The features in the data are: 
*'manufacturer_name', 'model_name', 'transmission', 'color', 'odometer_value', 'year_produced', 'engine_fuel', 'engine_has_gas', 'engine_type', 'engine_capacity', 'body_type', 'has_warranty', 'state', 'drivetrain', 'price_usd', 'is_exchangeable', 'location_region', 'number_of_photos', 'up_counter', 'feature_0', 'feature_1', 'feature_2', 'feature_3', 'feature_4', 'feature_5', 'feature_6', 'feature_7', 'feature_8', 'feature_9', 'duration_listed'.*

I selected sample feature 'transmission', 'color' and 'body_type' to use in building a linear regression model to predict the dependent variable 'duration_listed'. The first step after creating the Dataframe was to encode the categorical columns into numerical format. For this, I used the given one-hot and ordinal encoder examples. Using this, we created multiple new features for each type of transmission, color, and body_type, numerically representing the categorical values of these features. This allows for the use of a linear regression model. I then added these features into a new dataframe (df_processed) and split it into a testing and training set. These splits were used to train a linear regression model, which is used by the flask app's "infer" method to make predictions.

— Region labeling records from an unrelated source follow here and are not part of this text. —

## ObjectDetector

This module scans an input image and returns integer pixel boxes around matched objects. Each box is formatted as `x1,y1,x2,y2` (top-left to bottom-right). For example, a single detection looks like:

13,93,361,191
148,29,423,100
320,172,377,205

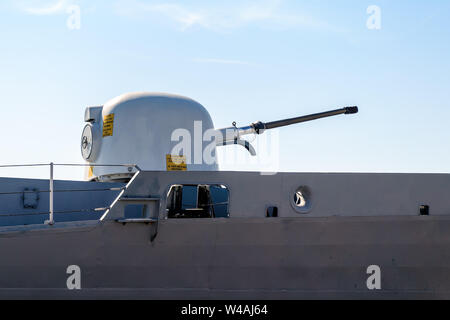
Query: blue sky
0,0,450,178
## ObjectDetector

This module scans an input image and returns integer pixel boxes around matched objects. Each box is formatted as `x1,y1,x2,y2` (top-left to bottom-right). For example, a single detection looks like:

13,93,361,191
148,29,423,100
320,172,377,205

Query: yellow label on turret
166,154,187,171
103,113,114,138
88,166,94,179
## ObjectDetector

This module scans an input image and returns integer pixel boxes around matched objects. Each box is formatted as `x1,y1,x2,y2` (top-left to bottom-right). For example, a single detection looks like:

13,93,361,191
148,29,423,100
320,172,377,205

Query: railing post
46,162,55,225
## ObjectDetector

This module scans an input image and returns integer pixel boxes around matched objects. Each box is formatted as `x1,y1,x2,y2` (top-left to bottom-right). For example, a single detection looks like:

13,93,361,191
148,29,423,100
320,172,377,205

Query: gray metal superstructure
0,172,450,299
0,92,450,299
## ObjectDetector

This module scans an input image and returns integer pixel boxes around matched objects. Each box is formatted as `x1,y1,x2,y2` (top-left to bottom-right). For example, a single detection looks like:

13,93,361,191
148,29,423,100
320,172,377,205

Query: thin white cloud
194,58,250,65
18,0,71,16
115,0,339,31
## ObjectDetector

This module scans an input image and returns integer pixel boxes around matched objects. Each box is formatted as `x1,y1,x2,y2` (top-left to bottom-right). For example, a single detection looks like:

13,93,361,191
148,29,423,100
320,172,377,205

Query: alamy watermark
171,121,280,173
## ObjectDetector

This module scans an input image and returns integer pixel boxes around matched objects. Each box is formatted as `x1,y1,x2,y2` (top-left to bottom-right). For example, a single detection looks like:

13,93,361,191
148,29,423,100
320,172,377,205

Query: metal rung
116,218,158,224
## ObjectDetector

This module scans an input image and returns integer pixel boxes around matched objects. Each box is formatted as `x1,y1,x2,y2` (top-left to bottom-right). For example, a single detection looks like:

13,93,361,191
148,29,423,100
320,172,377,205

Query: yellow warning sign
103,113,114,138
166,154,187,171
88,166,94,179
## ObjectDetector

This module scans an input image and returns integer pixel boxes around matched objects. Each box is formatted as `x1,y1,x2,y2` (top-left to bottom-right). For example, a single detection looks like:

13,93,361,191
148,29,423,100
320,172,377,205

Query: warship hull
0,217,450,299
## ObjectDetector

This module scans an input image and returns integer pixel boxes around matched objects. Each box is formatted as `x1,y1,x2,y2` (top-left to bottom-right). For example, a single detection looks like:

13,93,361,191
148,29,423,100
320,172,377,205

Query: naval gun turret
81,92,358,181
216,106,358,156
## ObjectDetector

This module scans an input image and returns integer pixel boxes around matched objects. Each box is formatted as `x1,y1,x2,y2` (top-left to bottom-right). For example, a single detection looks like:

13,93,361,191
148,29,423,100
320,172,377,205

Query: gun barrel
216,107,358,150
264,107,358,130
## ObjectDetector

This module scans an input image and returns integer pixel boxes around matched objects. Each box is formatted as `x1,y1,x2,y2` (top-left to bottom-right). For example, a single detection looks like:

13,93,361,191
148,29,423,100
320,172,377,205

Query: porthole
291,186,312,213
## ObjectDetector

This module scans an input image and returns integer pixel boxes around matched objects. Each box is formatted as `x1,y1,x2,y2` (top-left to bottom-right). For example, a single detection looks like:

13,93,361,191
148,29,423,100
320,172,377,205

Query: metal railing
0,162,141,226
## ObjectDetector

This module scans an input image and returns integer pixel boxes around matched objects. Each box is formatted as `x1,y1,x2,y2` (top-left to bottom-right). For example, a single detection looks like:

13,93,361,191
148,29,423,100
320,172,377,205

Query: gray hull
0,216,450,299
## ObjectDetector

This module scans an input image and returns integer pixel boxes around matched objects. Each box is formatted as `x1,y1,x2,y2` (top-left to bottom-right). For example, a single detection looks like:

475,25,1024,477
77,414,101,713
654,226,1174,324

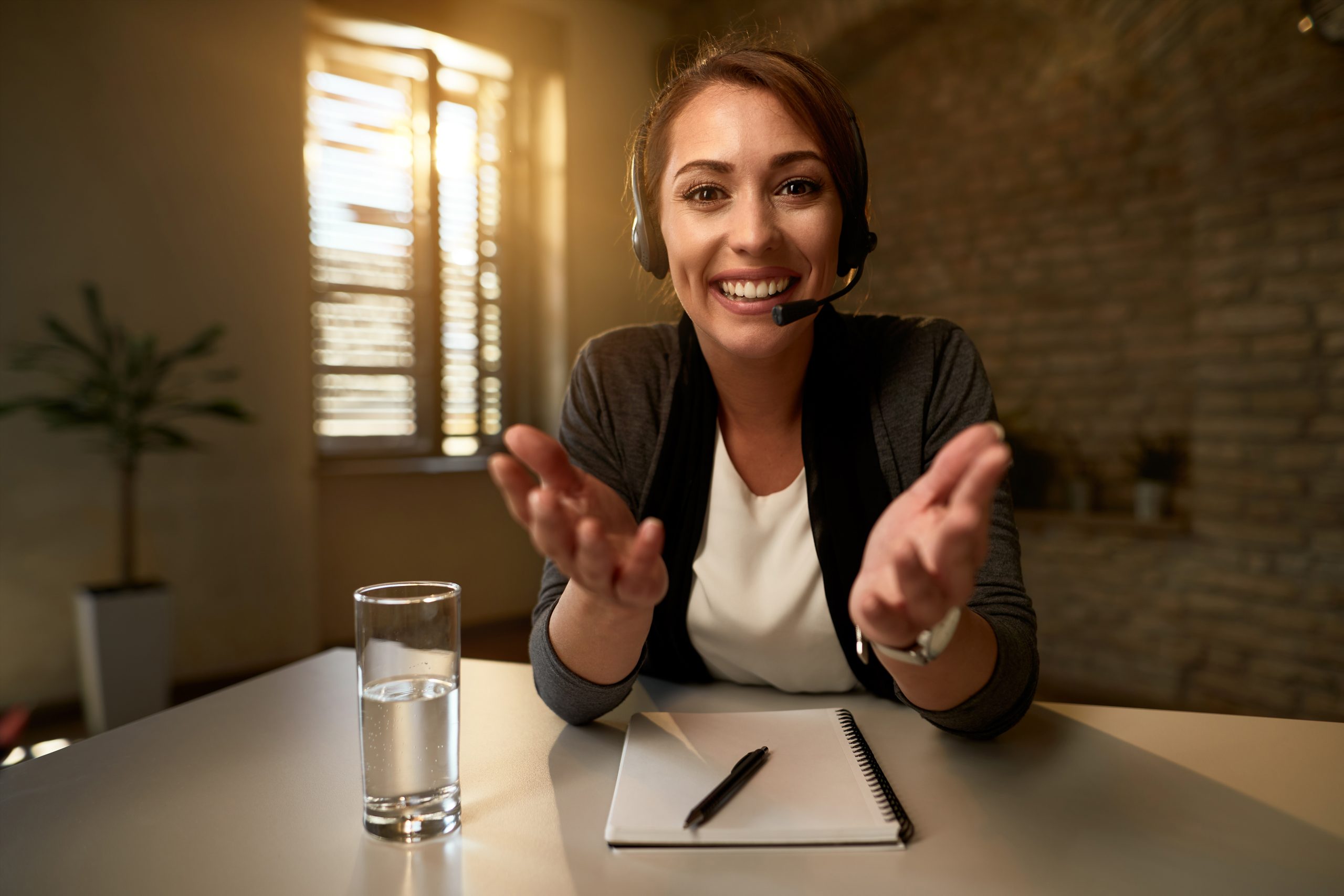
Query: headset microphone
770,231,878,326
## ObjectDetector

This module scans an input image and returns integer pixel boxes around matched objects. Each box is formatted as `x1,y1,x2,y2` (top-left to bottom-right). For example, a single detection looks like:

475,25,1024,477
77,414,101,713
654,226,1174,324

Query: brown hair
626,36,868,258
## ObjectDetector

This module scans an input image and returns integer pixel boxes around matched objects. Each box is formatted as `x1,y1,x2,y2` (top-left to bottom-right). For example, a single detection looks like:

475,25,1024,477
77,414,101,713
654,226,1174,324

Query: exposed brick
785,0,1344,721
1195,360,1306,385
1270,444,1330,470
1306,414,1344,439
1246,388,1321,416
1251,333,1316,357
1273,215,1344,243
1192,415,1303,440
1306,239,1344,269
1195,303,1308,333
1269,177,1344,212
1193,519,1306,547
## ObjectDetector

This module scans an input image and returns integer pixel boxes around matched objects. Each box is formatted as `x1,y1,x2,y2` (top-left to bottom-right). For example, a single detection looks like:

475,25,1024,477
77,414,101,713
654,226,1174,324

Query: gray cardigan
528,314,1039,736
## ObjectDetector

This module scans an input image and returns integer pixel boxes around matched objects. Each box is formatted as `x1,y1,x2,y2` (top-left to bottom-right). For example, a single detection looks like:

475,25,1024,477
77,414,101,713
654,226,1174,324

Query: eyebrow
674,149,825,177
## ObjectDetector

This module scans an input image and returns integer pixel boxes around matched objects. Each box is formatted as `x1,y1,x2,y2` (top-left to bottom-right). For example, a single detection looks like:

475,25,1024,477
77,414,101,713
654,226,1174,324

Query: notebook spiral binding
836,709,915,842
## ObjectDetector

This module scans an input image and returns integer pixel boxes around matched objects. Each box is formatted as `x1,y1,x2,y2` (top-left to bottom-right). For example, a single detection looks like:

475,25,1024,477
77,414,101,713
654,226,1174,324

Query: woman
489,38,1039,737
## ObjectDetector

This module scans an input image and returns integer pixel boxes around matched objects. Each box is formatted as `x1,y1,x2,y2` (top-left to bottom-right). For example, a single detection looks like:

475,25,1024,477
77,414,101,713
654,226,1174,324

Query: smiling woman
490,35,1039,737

The flask app has two routes that output the model stats and predictions. The model stats for our example are low. There are many machine learning and analysis techniques that can be used to help boost the performance of our model:

1. Feature analysis. There are many methods to analyze the features in a dataset including PCA, correlation metrics, Fischer's ratio, and other statistic's based measures. The goal of feature analysis is to select the features that impact the dependent variable the most, or give the most information for the model to predict on. We want to be careful of over and underfitting the model to the training set, so features must be carefully analysed and selected for training.
2. Feature engineering. Feature engineering is the process analysing features and creating new features or representations of features based on information extracted from the existing data. Encoding features is an example of this, which we did in this assignment. After feature analysis, we can also create new features that describe the data in greater detail (ex. if transmission and body_type of car have some correlation, we can create a new feature representing the degree of this correlation). Feature engineering, with the use of statistics and code, can help process and refine the exisiting data and help the model train on better inputs.
3.  Model selection. I used a simple linear regression model to learn the numerical input data. To improve the performance, we can perform some experiments to determine the best type of model to use (SVM, KNN, decision tree/random forest, NN etc).